There is no similarity between the structure of RhoGDI-1 and the structure of RabGDI [17], which performs the same function for the proteins in the Rab family. Hence, in spite of the very similar structure of Rho and Rab proteins, the structure of one of their regulators is unrelated.

It has been reported that, after the induction of apoptosis in T cells, the unstructured amino-terminal region of the GDI-1 homologue GDI-2 is specifically cleaved at two positions [residues 16–20 and 52–56 (green in Fig. 2)] by two different interleukin-1–β-converting enzyme (ICE)-like proteases 18, 19, 20. The structural study of GDI-1 suggests that a cleavage in the region 52–56 of GDI-2 will render this protein unable to regulate Rho-like proteins. It is interesting to note that the position of this region corresponds to that of the site cleaved by trypsin in GDI-1. Thus proteolysis touching this disordered amino-terminal region of GDI proteins could be a general mechanism for regulating their activity.

Proteins in the Rho/Rac family contain an insertion of 13 residues absent in the other Ras-like proteins. This inserted domain consists of two mobile and exposed α-helices in Rac1 and RhoA, as depicted in X-ray crystallography studies 21, 22. This region in Cdc42 was reported to be essential for the ability of GDI-1 to inhibit GDP dissociation from Cdc42 but not for the affinity of the two proteins [23]. One possible explanation could be that the amino-terminal region of GDI-1, containing the inhibitory activity, interacts with this exposed α-helix domain specific for Rho/Rac proteins.

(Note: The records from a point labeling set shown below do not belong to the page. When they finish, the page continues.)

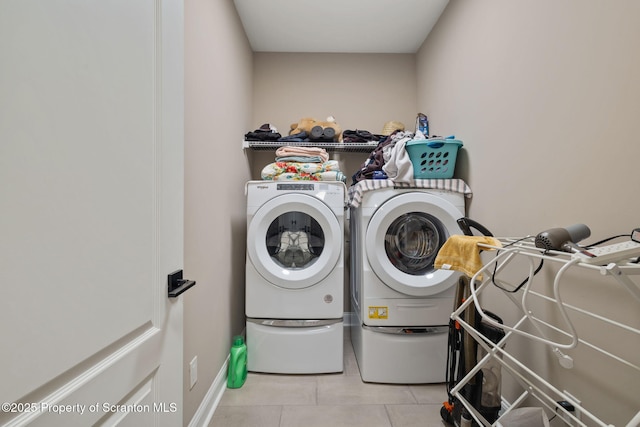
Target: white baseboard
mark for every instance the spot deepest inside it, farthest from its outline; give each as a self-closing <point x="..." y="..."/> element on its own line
<point x="209" y="404"/>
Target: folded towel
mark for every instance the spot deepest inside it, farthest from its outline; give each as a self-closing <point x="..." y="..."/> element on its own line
<point x="302" y="176"/>
<point x="277" y="168"/>
<point x="461" y="253"/>
<point x="290" y="150"/>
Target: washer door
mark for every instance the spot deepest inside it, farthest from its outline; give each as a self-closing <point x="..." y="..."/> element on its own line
<point x="403" y="238"/>
<point x="294" y="241"/>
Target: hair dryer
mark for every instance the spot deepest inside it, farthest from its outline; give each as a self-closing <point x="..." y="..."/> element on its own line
<point x="562" y="239"/>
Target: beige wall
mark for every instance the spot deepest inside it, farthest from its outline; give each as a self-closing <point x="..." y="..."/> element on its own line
<point x="362" y="91"/>
<point x="218" y="92"/>
<point x="544" y="95"/>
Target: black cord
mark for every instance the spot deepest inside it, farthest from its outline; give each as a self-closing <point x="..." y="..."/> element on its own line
<point x="495" y="269"/>
<point x="537" y="270"/>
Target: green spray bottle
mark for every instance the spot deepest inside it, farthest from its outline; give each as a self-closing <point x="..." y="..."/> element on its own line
<point x="237" y="363"/>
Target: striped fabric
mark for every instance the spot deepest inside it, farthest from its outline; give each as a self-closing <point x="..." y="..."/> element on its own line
<point x="357" y="191"/>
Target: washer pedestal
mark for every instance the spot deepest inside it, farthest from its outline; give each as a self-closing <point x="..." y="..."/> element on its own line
<point x="395" y="355"/>
<point x="295" y="346"/>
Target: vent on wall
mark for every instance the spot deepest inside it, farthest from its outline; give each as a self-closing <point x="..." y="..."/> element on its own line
<point x="338" y="26"/>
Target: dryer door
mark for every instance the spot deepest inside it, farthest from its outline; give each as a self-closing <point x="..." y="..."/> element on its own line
<point x="403" y="238"/>
<point x="294" y="240"/>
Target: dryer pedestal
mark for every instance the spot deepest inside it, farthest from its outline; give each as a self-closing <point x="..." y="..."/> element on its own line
<point x="295" y="346"/>
<point x="396" y="355"/>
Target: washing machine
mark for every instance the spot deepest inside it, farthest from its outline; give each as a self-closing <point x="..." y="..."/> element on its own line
<point x="294" y="300"/>
<point x="401" y="304"/>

Rho, Rac and Cdc42 (close to the Rac proteins) were shown to take part in the reorganisation of the actin cytoskeleton by regulating signal transduction pathways that link extracellular signals to the formation of actin stress fibre bundles and focal adhesions (RhoA), membrane ruffling activity or lamellipodia at the cell edge (Rac1) and filopodia or microspikes at the cell periphery (Cdc42) (reviewed in 24, 25). These proteins have additional roles: (1) Cdc42 and Rac1 are able to induce a cascade of sequential phosphorylations leading to activation of the Jun N-terminal kinase (JNK/SAPK) 26, 27, (2) RhoA is required for lysophosphatic acid- and serum-induced transcriptional activation by the serum response factor 28, 29, (3) Rac proteins take part in the activation of the superoxide-generating NADPH oxidase system in neutrophils and macrophages 30, 31, 32 and (4) all of them have a role in cell cycle control, because they are needed for progression through G1 [29].

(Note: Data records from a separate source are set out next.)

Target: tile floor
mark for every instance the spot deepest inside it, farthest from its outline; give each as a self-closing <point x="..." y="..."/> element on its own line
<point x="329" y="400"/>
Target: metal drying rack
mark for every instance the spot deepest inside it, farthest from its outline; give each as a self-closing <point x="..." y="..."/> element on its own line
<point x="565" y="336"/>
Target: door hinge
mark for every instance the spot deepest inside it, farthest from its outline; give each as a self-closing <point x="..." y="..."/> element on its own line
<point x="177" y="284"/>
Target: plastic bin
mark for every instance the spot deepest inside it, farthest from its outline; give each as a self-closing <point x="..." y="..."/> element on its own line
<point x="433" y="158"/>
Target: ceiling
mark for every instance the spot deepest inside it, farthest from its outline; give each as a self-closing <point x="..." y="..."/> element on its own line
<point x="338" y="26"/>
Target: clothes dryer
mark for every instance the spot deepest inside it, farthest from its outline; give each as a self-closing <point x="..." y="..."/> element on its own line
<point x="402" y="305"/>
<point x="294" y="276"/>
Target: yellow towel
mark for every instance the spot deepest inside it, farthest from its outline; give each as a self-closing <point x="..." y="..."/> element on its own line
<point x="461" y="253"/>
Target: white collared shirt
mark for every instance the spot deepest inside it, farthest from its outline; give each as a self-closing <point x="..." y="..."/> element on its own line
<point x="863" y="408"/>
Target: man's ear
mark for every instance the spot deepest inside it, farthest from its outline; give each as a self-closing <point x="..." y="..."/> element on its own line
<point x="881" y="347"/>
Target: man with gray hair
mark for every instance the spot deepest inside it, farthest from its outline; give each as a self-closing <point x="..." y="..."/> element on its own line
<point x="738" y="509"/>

RhoGDI-1 seems to have a broad action and is able to form 1:1 complexes with isoprenylated RhoA [33], RhoB [2], Rac1 and Rac2 34, 35, 36 and Cdc42 [37]. The binding and the inhibitory activity of GDI-1 towards all these proteins seems to be very similar, at least in vitro [38].

Several findings prove that, in resting cells, the Rho-like proteins are cytosolic and complexed in their GDP-bound conformation to GDI-1:

  • Rho/Rac proteins complexed to GDI-1 were isolated from the cytosol of several different resting cell types 6, 13, 30, 37, 39, 40, 41.

  • RhoA–GDI-1 complexes isolated from the cytosol of smooth muscle [42] and neutrophils [43] and the Rac1– or Rac2–GDI-1 complexes isolated from neutrophils and macrophages 31, 32 were found to contain GDP as the only bound nucleotide at a ratio of 1 mol of GDP per mole of complex.

  • In vitro, GDI-1 inhibits the intrinsic and the GEF-induced dissociation of GDP from all these proteins 23, 44, 45.

The reports concerning the affinity of GDI-1 for GDP-bound or GTP-bound forms of proteins in the Rho/Rac family appear somewhat contradictory. Concerning Rho and Rac proteins, GDI-1 is unable to extract the GTP-bound conformation from membranes 10, 46. In addition, GDI-1 binds, in vitro, to the GDP-bound forms of these proteins with a 10-fold higher affinity than for the GTP-bound forms [47]. However, even though GTP-bound RhoA has not yet been found complexed to GDI-1 in the cytosol, a cAMP-dependent phosphorylation of membrane-localised GTP-bound RhoA was found to enable RhoGDI-1 to extract GTP-RhoA from membranes in NK lymphocytes [48]. Moreover, in regard to Cdc42, GDI-1 catalysed the extraction from membranes of the GTP-bound conformation as well as the GDP-bound conformation [44]. More recently, GDI-1 was reported to bind, in vitro, to GDP-bound and GTP-bound conformations of Cdc42 equally well with an apparent Kd value, like that of GDP-bound forms of the other Rho proteins, in the nanomolar range (30 nM) [49]. Unfortunately, the nucleotide content of cytosolic Cdc42–GDI-1 complexes has not been described so far.

Considering these discrepancies, the possibility that some of the Cdc42 or RhoA proteins might be maintained in a GTP-bound form in the cytosol complexed to GDI-1 could not be excluded. Because GDI-1 is known to inhibit, at least in vitro, the intrinsic and GAP-stimulated GTP hydrolysis 50, 51, this complex could allow the transit of the activated form of Cdc42/RhoA between physically separated GEF and effector proteins in the cell.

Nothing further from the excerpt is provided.